Prestiti

Calano prestiti finanziari e aumentano le sofferenze nelle famiglie

Il nuovo bollettino mensile emesso dall’Abi nel mese di luglio evidenzia una situazione ancora fortemente critica nel mondo del credito. In relazione al mese di maggio, infatti, non accenna a fermarsi la crescita delle sofferenze delle banche italiane, mentre continua la difficoltà nell’erogazione di prestiti a famiglie e imprese a giugno.

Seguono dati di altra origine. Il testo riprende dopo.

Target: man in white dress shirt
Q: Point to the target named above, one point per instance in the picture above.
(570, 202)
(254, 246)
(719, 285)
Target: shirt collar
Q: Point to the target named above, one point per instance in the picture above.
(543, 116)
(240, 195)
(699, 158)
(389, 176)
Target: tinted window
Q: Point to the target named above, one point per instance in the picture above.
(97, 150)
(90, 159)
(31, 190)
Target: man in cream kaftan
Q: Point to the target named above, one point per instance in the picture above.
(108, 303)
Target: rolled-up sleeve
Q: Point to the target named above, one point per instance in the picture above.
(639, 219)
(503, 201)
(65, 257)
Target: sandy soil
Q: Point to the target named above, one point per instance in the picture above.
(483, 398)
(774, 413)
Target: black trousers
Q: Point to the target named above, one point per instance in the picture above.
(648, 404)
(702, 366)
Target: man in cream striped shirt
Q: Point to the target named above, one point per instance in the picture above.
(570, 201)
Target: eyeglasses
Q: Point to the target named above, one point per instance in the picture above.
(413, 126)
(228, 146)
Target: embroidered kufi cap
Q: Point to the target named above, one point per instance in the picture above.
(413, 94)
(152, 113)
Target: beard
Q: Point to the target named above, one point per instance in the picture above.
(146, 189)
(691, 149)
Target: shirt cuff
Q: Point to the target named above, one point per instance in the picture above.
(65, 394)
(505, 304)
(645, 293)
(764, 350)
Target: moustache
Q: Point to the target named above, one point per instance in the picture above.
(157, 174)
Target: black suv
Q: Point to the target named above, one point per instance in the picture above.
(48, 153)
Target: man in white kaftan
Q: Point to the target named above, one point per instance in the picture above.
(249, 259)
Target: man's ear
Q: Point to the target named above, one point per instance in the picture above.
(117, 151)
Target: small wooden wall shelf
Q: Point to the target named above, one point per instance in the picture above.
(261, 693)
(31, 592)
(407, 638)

Il dato più impressionante è il valore raggiunto dalle sofferenze lorde totali che a maggio 2014 hanno raggiunto i 168,6 miliardi dai 166,5 di aprile, mentre le sofferenze nette aumentano dai 76,8 miliardi di aprile ai 78,7 miliardi di maggio.

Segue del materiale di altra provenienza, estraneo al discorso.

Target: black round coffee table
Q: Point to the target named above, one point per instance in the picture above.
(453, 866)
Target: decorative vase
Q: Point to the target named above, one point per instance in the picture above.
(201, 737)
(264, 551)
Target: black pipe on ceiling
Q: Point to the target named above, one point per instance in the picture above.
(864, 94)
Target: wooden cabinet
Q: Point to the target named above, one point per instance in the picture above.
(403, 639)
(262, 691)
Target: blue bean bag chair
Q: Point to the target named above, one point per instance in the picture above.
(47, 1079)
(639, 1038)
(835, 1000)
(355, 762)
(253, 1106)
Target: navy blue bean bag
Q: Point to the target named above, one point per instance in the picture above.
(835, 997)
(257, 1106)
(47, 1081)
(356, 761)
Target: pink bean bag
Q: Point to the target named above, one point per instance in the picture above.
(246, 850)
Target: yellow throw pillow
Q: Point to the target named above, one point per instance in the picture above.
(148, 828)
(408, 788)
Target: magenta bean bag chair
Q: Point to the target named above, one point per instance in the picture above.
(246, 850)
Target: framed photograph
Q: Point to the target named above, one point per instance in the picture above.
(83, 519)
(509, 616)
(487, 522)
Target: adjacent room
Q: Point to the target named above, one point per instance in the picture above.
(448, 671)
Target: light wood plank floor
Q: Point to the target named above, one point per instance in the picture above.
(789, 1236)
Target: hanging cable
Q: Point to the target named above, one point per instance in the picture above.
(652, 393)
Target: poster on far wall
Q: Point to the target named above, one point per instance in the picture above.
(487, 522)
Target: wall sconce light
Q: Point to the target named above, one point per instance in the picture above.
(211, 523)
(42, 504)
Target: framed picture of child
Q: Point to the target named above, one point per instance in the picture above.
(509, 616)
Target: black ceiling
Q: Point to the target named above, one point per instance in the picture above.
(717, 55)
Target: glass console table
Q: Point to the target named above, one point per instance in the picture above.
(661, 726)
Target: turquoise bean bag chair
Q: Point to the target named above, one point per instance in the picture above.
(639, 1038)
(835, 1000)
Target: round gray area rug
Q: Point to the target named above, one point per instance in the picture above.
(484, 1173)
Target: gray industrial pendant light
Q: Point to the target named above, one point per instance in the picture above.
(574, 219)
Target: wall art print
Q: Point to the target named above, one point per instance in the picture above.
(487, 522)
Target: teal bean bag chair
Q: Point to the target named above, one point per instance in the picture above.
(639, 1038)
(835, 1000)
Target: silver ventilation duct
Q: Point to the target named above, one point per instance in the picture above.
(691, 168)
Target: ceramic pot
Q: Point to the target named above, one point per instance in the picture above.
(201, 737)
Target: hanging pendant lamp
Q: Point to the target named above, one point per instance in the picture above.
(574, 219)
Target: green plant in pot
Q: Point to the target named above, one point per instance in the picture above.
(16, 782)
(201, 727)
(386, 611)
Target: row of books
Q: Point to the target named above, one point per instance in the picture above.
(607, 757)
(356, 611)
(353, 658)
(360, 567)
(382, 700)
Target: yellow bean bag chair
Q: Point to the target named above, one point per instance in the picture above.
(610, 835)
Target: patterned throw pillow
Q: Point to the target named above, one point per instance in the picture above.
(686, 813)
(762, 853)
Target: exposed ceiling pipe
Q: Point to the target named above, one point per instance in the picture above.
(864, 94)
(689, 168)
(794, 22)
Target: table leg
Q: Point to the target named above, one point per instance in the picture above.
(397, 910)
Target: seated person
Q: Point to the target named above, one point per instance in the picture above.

Ricordiamo che si definisce un credito in sofferenza quando lo si ritiene irrecuperabile a fronte di uno status di persistente instabilità patrimoniale e finanziaria del debitore la quale non garantisce il recupero del credito da parte dell’intermediario (l’istituto di credito che abbia emesso il prestito).

Non va meglio per quanto riguarda l’erogazione di prestiti. A giugno la contrazione è stata del 2,2% su base annua ma in leggero miglioramento rispetto ai mesi precedenti. Si registrava infatti un -3,1% a maggio e -4,5% a novembre 2013. Considerati in un unico aggregato, i finanziamenti a imprese e famiglie totalizzano una variazione annuale del -1,4% per il mese di giugno. Nonostante il segno meno, gli ultimi mesi hanno fatto segnare un percorso positivo con una progressiva riduzione del gap rispetto all’anno precedente.

Per quanto riguarda i tassi di interesse, a giugno il tasso medio è risultato pari al 3,86%, in calo rispetto al 3,87% di maggio e nettamente inferiore rispetto ai valori registrati a fine 2007 dove ammontava al 6,18%.

Come abbiamo visto nelle scorse settimane, unico comparto in controtendenza è quello dei mutui, con un aumento delle richieste del 6,6% a maggio rispetto all’anno precedente; resta comunque problematica l’erogazione dei mutui stessi che non segue l’andamento positivo delle richieste.